CS245A PROBLEM SET #3
Due by 5pm, Tuesday, February 3, 1998.
4 problems, equal credit. 100 pts.

Problem 1: Linear Hashing

Suppose we start with an empty linear hash table, with only (empty) buckets for 0 and 1. Our hash function produces k bits for some very large k. Blocks hold two records, as in the class example, but unlike the class example, we use the threshold 100%; that is, we do not add an extra bucket until the number of records exceeds twice the number of buckets. To be more precise, the addition of a bucket occurs after a request to insert into the table is made, but before the insertion itself is done.

We insert records into the table, and by strange coincidence, the results of applying the hash function to the first key is 00...000, the result of applying it to the second key is 00...001, for the next 00...010, then 00..011, 00...100, 00...101, and so on. That is, the hash value of the ith key is i-1 in binary.

Question: what is the first record that causes an overflow block to be created? Explain your reasoning briefly.

Problem 2: Grid Files

Suppose we have a relation R(x,y) where the range of both x and y is from 1 to 1000. We'd like to store R in a grid file, using three partitions (i.e., four stripes) in the x direction and the same in the y direction (i.e., 16 regions). Unfortunately, the data in R is surprising; it consists of the 1000 pairs (i,i) for i=1,2,...,1000.

For what partitions is the maximum number of points in a region is minimized? What is that maximum? (Hint: it's not 250.)
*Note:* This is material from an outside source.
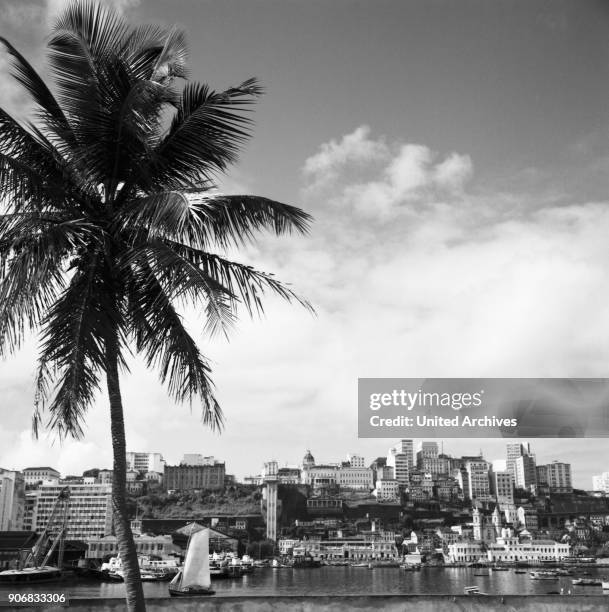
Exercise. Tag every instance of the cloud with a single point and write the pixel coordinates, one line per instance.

Problem 3: Multiple-Key Indexes

There is a relation R(X,Y,Z), where the pair of attributes X and Y together form the key. X ranges from 1 to 100, and Y from 1 to 1000. For each X there are records with 100 different values of Y, and for each Y there are records with 10 different values of X. (i.e., there are 10,000 records in relation R). We need to answer queries of the form
     SELECT Z
     FROM R
     WHERE X = c AND Y = d;
for various values of constants c and d.

We decide to set up a multiple-key index, using blocks that can hold 10 key-pointer pairs (a key can be either an X- or Y-value). The options we have are:

i)
We can choose either X or Y to be the first attribute.
ii)
We can build on top of any index one or more additional levels of index.
Your questions:
a)
Describe a structure with X as the first attribute that minimizes the number of disk reads necessary to answer a query of the above form. How many disk reads do you perform?

b)
Describe a structure with Y as the first attribute that minimizes the number of disk reads necessary to answer a query of the above form. How many disk reads do you perform?

c)
Suppose that you were allowed to buffer 11 blocks in main memory at all times. Which blocks would you choose? How would it affect the average number of disk reads needed to answer a query of the above form?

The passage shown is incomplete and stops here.